The motivation is that if the current dns server goes down, we don't have to wait for the request to timeout and make another request to the next server. Before resolved this was more of a problem since libc would always try to use the first server if it was down and didn't have any memory, so we would add the timeout for the dns lookup to each dns query. But I understand that resolved does remember if a server is down and continues to use that one, but afaict it never switches back, and that is a problem, as I'll explain below.

> Do you have DNS servers in your configuration which are always farther /
slower? If so, why do you have them in your configuration at all?

Yes. We have one DNS server in each availability zone (AWS). We would prefer to use the DNS server in the same availability zone as the host, but want to fall back to one of the others if that one becomes unavailable.

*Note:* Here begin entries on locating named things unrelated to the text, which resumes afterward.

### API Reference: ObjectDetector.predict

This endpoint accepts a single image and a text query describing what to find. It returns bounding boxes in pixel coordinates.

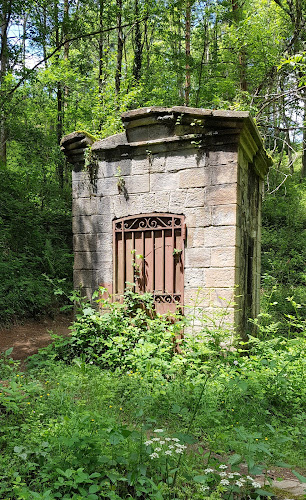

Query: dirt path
[0,315,72,361]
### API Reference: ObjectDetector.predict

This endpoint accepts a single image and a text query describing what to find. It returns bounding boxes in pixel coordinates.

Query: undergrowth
[0,292,306,500]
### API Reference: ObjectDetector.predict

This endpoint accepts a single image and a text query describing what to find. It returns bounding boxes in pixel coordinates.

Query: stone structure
[61,107,272,335]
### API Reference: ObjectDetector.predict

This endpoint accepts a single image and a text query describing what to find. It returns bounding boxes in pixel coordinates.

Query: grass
[0,330,305,500]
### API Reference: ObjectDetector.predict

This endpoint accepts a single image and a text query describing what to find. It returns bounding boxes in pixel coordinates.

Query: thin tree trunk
[63,0,69,113]
[133,0,142,82]
[301,90,306,179]
[232,0,247,92]
[0,2,12,165]
[195,20,208,106]
[185,0,191,106]
[54,0,64,188]
[115,0,123,96]
[99,0,104,94]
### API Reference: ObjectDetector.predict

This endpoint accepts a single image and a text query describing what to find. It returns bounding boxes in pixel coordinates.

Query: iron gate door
[113,213,185,314]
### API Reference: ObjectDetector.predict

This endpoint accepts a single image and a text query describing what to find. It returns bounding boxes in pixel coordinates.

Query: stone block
[109,194,141,218]
[72,178,96,198]
[92,214,113,234]
[206,183,237,206]
[185,248,211,268]
[210,163,238,185]
[187,227,204,248]
[185,207,211,227]
[72,215,97,234]
[137,193,156,214]
[97,233,113,264]
[96,196,113,215]
[185,267,206,288]
[150,173,179,193]
[132,155,151,176]
[169,189,187,214]
[204,226,236,248]
[185,188,205,208]
[124,174,150,195]
[97,158,132,179]
[205,267,235,288]
[153,192,170,213]
[208,151,238,166]
[73,234,97,252]
[73,252,99,270]
[97,177,119,197]
[179,168,208,188]
[72,196,98,217]
[149,155,166,173]
[166,151,198,172]
[211,246,237,267]
[95,261,113,284]
[211,204,238,226]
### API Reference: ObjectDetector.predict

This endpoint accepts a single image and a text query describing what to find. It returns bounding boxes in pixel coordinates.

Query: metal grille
[113,214,185,313]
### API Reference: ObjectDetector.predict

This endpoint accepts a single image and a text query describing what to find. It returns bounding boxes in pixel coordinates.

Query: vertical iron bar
[141,231,146,292]
[122,221,126,294]
[132,231,136,292]
[170,217,176,294]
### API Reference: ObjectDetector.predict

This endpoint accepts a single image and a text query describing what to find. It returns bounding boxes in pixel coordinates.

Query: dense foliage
[0,293,306,500]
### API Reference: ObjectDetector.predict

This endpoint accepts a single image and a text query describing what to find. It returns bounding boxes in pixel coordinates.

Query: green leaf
[227,453,242,465]
[292,470,306,483]
[88,484,100,493]
[193,476,207,484]
[255,488,275,497]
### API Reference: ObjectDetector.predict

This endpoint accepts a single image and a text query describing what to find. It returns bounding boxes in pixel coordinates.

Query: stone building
[61,107,272,335]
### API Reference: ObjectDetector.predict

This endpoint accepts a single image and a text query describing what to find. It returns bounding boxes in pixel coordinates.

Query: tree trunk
[232,0,247,92]
[115,0,123,96]
[63,0,69,113]
[185,0,191,106]
[133,0,142,82]
[301,90,306,179]
[99,0,104,94]
[0,1,12,165]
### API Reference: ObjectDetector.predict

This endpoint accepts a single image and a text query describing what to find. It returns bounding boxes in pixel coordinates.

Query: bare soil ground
[0,315,72,361]
[0,315,306,500]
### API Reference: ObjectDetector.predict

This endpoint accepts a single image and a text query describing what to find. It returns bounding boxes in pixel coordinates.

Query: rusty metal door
[113,213,185,314]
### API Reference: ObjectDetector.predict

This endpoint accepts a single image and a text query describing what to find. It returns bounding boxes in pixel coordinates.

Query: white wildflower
[220,479,229,486]
[235,481,243,488]
[145,439,153,446]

> Do you have a particular application requirement for low-latency DNS resolution - and if so, wouldn't the use of a caching local resolver (a configuration which resolved supports, and which we enable by default) have more of an impact on satisfying that requirement?

The less time it takes for our application servers to receive an answer the better. Bandwidth for DNS traffic is very cheap and the overhead for DNS CPU is also very inexpensive. We want to have the ability to use the fastest answer from an upstream DNS server as possible. We are also want redundancy so that we can remain unimpacted by planned and unplanned maintenance / issues. A local DNS cache helps with the fast response, but it does not help with an upstream servers availability.